Scott just quoted a study saying black people didn't want to be around white people. Whether or not you agree with the above, it doesn't change the reality. Obscuring the history of the Arab slave trade, whites being enslaved, Africans selling Africans into slavery, and dozens of other historical deceptions, have backfired and permanently divided people.
I'm not sure how to respond to a post like this. It feels superficially earnest, and yet absolutely dedicated, at its core, to talking about black people without having ever talked with us.
sigh
Point-by-point:
Whiteness is a manufactured identity. It's the Kwanzaa of ethnicities. It was constructed as part of a centuries-long colonial campaign that, yes, sought to subjugate non-European peoples and places. It only exists in opposition to blackness, and delineates that which exists for and in opposition to this colonial campaign.
If you live in a segregated area, it is likely that white residents have pressed historical socioeconomic advantages and influence to secure their own livelihoods in a way that tends to prevent the accumulation and leveraging of resources on the part of black residents.
Black people are generally not promoting (incredibly flawed) violent crime statistics.
It is not a conspiracy that Black Americans focus on the way that American institutions have not made their families and communities whole from various injustices - some within living memory, often explicitly predicated on race - which continue to have direct or easily-traced ramifications for their contemporary lives.

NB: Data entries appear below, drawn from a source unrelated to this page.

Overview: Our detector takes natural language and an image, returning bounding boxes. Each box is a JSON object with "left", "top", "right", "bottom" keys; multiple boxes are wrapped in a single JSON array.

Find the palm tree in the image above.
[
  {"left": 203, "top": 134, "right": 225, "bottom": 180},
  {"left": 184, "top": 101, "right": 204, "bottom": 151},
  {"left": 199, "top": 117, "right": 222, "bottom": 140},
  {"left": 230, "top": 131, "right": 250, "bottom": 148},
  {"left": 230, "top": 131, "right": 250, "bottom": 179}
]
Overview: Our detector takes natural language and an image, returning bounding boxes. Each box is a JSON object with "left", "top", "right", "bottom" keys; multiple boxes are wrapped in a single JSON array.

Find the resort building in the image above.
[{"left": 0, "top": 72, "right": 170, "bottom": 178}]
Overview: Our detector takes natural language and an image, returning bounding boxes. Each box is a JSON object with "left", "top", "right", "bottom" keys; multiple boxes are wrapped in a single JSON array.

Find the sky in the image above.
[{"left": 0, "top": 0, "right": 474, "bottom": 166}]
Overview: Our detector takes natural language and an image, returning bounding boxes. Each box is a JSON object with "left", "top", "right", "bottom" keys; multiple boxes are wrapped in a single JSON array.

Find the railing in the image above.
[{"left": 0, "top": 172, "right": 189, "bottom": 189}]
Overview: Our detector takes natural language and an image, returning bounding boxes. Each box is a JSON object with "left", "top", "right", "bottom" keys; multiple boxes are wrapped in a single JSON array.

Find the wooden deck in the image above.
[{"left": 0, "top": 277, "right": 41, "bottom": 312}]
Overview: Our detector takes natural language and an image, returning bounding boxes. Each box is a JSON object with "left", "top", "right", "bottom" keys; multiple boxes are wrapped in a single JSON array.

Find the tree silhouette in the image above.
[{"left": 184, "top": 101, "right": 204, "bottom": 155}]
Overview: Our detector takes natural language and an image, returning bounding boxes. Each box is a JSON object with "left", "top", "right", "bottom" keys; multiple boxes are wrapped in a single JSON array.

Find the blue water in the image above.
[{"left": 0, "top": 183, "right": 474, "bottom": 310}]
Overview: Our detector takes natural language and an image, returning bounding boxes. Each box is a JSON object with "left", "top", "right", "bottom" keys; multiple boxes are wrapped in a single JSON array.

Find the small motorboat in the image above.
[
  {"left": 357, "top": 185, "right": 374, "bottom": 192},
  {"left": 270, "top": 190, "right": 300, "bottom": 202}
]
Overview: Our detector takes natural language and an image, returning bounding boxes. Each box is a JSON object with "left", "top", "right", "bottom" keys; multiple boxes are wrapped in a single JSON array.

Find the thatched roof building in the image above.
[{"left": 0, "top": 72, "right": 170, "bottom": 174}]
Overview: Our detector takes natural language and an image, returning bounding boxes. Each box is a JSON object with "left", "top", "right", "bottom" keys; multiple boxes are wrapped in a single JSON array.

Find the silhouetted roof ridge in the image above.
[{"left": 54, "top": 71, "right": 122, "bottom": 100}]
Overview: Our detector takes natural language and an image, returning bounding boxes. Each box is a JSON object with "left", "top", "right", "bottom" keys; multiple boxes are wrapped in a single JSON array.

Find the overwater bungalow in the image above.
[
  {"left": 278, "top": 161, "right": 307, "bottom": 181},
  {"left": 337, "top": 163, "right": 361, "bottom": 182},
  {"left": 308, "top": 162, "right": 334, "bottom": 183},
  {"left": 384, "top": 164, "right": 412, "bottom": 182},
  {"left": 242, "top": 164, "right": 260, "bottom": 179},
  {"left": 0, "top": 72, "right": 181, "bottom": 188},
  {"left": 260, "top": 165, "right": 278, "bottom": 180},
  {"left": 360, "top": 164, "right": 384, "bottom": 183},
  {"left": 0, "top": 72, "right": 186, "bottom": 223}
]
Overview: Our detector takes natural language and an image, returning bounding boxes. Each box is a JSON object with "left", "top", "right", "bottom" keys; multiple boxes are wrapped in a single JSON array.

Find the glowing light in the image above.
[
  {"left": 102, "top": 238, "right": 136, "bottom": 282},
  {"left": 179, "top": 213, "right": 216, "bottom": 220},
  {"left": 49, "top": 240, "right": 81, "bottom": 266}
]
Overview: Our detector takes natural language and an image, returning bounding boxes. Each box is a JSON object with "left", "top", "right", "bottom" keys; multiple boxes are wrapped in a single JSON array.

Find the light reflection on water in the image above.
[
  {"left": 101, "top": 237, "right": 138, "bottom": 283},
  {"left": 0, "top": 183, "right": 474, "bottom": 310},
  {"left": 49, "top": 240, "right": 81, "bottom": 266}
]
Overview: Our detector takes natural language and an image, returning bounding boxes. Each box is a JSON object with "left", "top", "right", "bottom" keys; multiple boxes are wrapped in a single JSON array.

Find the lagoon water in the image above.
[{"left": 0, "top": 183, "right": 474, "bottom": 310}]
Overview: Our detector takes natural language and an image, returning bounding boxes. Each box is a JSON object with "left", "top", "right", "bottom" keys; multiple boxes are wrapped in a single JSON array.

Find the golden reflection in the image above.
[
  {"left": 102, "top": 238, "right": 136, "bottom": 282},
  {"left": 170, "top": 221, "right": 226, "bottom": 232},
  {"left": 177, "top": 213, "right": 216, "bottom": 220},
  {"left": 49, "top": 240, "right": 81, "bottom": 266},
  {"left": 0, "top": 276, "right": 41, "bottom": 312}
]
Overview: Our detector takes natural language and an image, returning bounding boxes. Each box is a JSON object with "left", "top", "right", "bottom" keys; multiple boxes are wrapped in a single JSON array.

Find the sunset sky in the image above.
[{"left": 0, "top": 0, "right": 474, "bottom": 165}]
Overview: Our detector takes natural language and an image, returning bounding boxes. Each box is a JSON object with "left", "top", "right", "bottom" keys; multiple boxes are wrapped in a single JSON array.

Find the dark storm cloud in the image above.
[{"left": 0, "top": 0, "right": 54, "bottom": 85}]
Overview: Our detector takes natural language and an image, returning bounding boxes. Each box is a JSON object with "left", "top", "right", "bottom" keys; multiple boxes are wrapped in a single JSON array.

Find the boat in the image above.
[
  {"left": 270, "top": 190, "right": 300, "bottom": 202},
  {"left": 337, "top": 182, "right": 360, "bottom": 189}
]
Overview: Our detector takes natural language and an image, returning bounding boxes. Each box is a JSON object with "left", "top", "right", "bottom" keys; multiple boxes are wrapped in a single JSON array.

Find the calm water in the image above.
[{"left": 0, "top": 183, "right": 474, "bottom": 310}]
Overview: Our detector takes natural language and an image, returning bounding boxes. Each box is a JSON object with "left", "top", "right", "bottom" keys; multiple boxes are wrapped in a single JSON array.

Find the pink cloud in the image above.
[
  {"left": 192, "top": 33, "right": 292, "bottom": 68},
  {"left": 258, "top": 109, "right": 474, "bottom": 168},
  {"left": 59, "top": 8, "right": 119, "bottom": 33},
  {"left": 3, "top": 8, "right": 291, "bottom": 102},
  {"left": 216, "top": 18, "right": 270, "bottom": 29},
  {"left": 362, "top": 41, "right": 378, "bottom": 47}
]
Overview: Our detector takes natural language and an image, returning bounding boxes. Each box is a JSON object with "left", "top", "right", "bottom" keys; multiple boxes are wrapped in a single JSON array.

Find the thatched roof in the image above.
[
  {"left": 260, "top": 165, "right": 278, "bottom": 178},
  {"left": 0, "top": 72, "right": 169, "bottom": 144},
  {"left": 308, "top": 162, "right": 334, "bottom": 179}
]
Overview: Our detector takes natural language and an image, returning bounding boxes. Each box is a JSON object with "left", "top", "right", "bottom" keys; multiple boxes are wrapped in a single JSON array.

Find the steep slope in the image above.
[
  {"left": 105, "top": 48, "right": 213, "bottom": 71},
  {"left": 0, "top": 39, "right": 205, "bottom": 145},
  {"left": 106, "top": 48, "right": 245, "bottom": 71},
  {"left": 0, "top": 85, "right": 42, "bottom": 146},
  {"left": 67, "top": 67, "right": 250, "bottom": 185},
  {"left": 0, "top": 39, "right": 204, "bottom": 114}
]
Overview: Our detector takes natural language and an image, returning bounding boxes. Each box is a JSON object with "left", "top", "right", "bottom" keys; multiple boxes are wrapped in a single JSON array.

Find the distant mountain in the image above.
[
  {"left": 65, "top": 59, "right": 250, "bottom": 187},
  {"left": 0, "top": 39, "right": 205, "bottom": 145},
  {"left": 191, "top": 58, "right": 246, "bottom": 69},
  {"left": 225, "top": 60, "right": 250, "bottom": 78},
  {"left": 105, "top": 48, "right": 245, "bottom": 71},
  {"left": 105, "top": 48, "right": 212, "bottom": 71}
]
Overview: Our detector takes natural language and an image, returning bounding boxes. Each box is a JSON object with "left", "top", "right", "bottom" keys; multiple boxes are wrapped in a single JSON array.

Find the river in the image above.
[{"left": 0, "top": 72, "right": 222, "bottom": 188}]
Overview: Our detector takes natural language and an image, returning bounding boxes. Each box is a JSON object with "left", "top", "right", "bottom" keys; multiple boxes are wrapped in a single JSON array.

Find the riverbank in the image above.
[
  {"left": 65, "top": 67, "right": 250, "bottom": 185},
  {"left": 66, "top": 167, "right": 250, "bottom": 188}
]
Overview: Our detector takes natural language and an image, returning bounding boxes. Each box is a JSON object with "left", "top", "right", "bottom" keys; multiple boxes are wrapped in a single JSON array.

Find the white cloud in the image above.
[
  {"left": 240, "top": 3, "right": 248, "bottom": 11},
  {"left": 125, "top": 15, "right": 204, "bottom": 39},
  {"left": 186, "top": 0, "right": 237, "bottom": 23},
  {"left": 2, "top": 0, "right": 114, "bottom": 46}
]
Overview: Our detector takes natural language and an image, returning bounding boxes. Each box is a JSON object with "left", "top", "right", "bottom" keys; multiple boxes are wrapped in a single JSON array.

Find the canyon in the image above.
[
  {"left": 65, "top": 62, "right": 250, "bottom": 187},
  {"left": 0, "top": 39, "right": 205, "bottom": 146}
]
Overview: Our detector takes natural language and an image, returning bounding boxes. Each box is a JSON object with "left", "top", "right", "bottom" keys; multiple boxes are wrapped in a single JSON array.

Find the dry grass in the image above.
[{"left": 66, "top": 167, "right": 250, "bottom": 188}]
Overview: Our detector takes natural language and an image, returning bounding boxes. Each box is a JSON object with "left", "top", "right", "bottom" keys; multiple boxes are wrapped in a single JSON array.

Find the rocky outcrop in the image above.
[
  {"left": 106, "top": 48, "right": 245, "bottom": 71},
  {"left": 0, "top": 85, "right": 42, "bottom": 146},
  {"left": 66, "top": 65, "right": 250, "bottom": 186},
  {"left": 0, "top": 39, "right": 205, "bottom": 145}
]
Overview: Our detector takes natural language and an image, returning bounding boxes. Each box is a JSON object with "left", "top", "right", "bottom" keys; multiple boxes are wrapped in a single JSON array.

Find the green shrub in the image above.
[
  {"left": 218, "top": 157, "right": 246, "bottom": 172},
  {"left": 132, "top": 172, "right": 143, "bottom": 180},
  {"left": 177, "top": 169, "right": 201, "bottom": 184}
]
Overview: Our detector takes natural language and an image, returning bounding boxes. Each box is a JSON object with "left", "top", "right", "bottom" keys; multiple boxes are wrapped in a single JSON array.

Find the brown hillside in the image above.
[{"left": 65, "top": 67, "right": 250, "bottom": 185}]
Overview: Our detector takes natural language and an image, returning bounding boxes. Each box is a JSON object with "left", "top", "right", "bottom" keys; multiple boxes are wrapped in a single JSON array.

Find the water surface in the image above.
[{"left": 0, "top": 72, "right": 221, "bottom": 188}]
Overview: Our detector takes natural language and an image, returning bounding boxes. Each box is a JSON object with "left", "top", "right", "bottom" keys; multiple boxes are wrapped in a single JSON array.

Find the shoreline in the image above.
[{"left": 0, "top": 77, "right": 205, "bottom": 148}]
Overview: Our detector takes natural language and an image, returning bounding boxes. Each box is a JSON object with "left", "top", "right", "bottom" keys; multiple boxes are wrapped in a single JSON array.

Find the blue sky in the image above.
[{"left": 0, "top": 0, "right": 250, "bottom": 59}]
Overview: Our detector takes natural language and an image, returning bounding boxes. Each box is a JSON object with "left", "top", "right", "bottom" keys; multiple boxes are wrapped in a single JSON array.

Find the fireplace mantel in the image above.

I cannot remember or find the quote - I think it was by James Baldwin o MLK - tha essentially said that racial strife has never been a thing for black people to "overcome", but a thing for white people to stop instigating or propagating. Truly, the division between white and black people ends when white Americans decide that's what they want. Whether or not black people want it (and I, frankly, don't trust the Dilbert guy as an authority on the matter, or even as someone who can dispassionately assess sources), black people don't have the institutional power to force it.